起業者にとって事業資金に利用できるものとして、国や地方自治体が行う事業者への支援制度としての助成金補助金などがあります。

例えば、国(厚生労働省)所管の従業員の雇用維持や新たに従業員を雇い入れることを目的として交付する雇用関係助成金、あるいは国(中小企業庁)と都道府県がタイアップして、小規模事業者に対して販路開拓を目的で資金を交付する補助金などです。

これらは創業支援(開業支援)資金の一部に利用できる可能性もあるので、興味があれば国や地方自治体の関連サイトでチェックしてみて下さい。

出資

出資と言う方法もあります。

出資と言うのは、融資のような間接的資金調達とは異なり、親族含む不特定多数の人に募集して、会社に直接資金を呼び込む方法です。

株式会社の場合、出資の主体は株主(投資者)であり、株主から会社に払い込まれた出資金は資本金の一部に転換され、事業が継続されている限り返還義務がないので、経営者は安心して運営資金に利用できます。

一方、会社は出資者に対して、事業を継続して利益を上げ、その利益の中から出資額に応じて継続的に配当金を支払う義務があります。

事業規模にもよりますが、起業に際し株式会社を設立するなら、このような出資という方法も資金を得るための選択肢のひとつだと考えています。

起業者にとって便利な銀行カードローン

新しく起業する者にとって心配の種は尽きません。

いくら事前に十分準備したとしても必ず事業が成功すると断言できないのが起業です。

さらに起業では、開始から一定期間、売上や利益が不安定なので、資金繰りも厳しいことが予想されます。

資金繰りが厳しければ、当然事業から生活のための給与も十分に取れないし、起業で当面の自己資金を使い果たしている事業者の場合、事業が安定し軌道に乗るまで、何らかの方法で生活費を工面しなければなりません。

そのような場合に、生活費の補てんに役立つのが個人向けカードローンです。

みずほ銀行カードローン

さらに個人カードローンのうち、借入から生活費として使うのに最も便利なのが銀行カードローンです。

しかしもし、起業後に生活費不足に気づいて、あわてて銀行カードローンを作ろうとしても、すでに立場は会社員から会社経営者・個人事業主に変わっているし、起業から日も浅く所得証明書も出せない状況なので、銀行カードローンを作ることは大変難しくなっています。

そこで考えられる対策としては、起業する前の会社員の時に銀行カードローンを作っておいて、起業後、もし生活費が厳しくなってきたら、その借入をうまく利用して、当面の生活費に充てるという方法があります。

起業では何が起こるか分かりません。

それだけに起業前に考え付く限り、あらゆることを想定して準備しておくことが肝心だと思います。

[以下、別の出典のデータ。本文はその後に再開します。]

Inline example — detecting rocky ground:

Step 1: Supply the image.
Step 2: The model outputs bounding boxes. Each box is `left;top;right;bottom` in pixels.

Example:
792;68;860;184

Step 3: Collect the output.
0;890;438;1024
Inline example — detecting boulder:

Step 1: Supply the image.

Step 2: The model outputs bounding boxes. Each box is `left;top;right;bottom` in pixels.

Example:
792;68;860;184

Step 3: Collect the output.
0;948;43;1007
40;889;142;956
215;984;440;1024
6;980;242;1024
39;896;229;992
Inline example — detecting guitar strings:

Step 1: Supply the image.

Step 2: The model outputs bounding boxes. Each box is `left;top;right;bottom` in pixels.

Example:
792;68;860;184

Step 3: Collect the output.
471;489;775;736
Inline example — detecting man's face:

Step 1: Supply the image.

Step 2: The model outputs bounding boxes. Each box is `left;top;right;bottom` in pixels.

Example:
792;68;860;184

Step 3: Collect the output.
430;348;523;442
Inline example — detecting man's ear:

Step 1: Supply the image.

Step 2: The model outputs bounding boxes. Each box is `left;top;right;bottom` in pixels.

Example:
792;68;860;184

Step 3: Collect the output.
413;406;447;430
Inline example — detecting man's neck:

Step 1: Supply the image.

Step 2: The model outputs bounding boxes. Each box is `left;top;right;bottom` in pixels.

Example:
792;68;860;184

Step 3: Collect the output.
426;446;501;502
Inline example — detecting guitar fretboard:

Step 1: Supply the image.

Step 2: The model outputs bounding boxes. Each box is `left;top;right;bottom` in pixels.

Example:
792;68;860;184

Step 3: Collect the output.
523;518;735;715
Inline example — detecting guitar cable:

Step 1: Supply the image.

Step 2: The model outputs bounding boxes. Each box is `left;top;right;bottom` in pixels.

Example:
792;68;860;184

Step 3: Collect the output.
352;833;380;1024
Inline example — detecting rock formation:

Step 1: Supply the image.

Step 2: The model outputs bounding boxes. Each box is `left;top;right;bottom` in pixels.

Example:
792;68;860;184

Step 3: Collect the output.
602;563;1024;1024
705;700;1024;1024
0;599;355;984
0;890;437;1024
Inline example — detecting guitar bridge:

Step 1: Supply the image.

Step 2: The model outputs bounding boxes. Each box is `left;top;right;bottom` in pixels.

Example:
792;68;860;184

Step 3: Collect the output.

ちなみに当記事でおすすめの銀行カードローンは以下のカードローンです。

まとめ

事業実績のない起業者に対しては、銀行は融資に極めて消極的でかつ頼りにならない存在です。

かといって、新規開業者が資金調達について何らかの努力をしなければいつまでたっても必要な資金は集まりません。

しかし社会にはそのような起業者に対し、必要な資金を出してくれるいくつかのシステムが用意されています。

起業者がこれらのシステムを活用して資金調達に成功し、一定の事業実績ができれば、あらためて本格的な銀行融資を利用することもできるようになるでしょう。